Lanfield was an American director most famous for his comedies and TV series. He began his career as a jazz musician and vaudeville entertainer. In 1926,
Fox Film Corporation hired him to write gags. Four years later he made his directing debut with the film
Cheer Up and Smile (1930). Soon he specialized in light, romantic comedies produced by the 20th Century-Fox Film Corporation (spawn of the merger between Fox Film Corporation and 20th Century Pictures for which Lanfield also made films):
Red Salute (1935),
One in a Million (1936),
Thin Ice (1937). His biggest commercial success was
The Hound of the Baskervilles (1939), a genre film atypical of his previous works, which was a film adaptation of Arthur Conan Doyle’s novel by the same title about the famous Sherlock Holmes.
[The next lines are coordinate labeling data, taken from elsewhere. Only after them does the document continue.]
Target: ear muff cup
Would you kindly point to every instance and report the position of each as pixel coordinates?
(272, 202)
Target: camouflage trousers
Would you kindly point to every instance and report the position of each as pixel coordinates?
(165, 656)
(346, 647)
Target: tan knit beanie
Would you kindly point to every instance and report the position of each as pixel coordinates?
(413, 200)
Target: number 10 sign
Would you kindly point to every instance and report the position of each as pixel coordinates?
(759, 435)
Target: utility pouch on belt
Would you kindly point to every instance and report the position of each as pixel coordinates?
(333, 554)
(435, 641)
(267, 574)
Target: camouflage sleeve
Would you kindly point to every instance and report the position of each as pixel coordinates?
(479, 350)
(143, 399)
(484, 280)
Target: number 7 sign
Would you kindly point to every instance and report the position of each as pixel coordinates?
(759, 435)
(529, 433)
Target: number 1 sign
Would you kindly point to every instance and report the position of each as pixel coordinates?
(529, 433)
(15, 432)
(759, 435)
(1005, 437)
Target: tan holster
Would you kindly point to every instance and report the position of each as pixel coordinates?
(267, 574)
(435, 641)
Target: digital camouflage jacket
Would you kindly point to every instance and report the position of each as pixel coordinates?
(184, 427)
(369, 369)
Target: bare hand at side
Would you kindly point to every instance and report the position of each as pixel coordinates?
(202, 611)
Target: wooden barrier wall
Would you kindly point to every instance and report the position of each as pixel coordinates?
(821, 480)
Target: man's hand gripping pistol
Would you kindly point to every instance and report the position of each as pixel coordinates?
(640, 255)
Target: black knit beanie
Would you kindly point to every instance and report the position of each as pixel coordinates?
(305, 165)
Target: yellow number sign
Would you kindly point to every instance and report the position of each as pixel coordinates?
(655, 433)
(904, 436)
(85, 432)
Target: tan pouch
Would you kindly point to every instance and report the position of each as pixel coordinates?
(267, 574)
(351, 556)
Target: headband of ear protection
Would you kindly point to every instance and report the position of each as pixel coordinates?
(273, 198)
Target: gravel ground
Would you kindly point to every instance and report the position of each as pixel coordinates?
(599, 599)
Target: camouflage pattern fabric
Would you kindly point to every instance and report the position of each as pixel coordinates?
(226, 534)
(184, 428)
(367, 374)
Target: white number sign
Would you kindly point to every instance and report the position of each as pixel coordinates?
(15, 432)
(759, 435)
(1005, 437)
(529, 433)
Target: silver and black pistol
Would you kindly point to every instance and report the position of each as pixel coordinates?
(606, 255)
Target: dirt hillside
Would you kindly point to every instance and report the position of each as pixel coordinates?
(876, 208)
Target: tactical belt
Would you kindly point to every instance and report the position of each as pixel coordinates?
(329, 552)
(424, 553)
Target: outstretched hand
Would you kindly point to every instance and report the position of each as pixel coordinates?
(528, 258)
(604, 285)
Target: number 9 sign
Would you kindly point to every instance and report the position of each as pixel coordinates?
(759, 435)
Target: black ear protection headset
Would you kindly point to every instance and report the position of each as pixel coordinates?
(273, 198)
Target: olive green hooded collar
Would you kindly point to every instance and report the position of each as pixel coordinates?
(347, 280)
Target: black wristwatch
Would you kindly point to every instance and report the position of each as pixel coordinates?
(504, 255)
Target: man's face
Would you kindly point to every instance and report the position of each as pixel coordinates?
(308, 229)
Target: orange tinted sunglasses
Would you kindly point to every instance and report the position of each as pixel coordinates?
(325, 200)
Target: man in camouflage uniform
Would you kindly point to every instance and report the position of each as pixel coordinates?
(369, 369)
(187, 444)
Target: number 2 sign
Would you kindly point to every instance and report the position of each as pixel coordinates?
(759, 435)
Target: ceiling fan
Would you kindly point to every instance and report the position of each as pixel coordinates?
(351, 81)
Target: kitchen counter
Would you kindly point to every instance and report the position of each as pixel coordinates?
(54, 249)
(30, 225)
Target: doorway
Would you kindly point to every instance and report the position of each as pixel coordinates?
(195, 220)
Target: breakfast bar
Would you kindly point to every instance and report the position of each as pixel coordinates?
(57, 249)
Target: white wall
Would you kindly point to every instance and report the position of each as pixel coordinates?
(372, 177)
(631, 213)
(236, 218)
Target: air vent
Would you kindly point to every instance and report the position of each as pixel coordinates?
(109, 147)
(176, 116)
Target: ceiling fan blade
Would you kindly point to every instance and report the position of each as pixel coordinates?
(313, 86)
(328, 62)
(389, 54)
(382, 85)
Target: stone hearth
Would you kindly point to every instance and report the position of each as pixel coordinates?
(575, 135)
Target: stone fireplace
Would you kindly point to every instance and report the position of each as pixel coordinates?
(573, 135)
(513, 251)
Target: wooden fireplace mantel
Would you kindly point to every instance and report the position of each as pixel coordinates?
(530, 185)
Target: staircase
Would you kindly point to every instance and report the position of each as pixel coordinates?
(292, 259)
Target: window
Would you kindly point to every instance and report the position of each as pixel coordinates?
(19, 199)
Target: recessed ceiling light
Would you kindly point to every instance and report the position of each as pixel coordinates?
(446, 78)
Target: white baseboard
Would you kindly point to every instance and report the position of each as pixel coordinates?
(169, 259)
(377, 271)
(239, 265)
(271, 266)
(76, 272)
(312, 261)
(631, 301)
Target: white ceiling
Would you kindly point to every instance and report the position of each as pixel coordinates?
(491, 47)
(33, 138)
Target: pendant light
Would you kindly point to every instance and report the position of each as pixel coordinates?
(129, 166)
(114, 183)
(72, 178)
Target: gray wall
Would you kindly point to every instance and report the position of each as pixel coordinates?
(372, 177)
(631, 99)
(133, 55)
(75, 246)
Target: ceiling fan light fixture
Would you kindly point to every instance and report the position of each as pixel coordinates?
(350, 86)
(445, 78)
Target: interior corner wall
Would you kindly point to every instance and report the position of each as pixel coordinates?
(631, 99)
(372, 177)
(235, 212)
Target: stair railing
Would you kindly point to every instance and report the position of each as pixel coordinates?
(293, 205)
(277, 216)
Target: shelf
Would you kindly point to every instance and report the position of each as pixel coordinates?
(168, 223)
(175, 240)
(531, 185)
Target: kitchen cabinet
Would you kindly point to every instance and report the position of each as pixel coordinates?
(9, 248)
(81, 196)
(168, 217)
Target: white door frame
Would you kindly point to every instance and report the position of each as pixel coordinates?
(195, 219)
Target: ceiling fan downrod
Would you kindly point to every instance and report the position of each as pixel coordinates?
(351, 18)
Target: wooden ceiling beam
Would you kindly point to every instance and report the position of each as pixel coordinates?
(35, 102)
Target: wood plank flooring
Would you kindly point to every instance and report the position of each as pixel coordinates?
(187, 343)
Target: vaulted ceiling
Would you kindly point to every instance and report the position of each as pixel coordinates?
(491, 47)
He continued to direct comedies, and probably his most famous one is
You'll Never Get Rich (1941) starring Fred Astaire and Rita Hayworth. He directed many comedies starring Bob Hope, such as:
My Favorite Blonde (1942),
Let's Face It (1943),
Where There's Life (1947),
Sorrowful Jones (1949),
The Lemon Drop Kid (1951). After the film
Skirts Ahoy! (1952), he continued to direct TV series, such as the
The Addams Family (1964). He stopped directing at the age of 69 in 1967.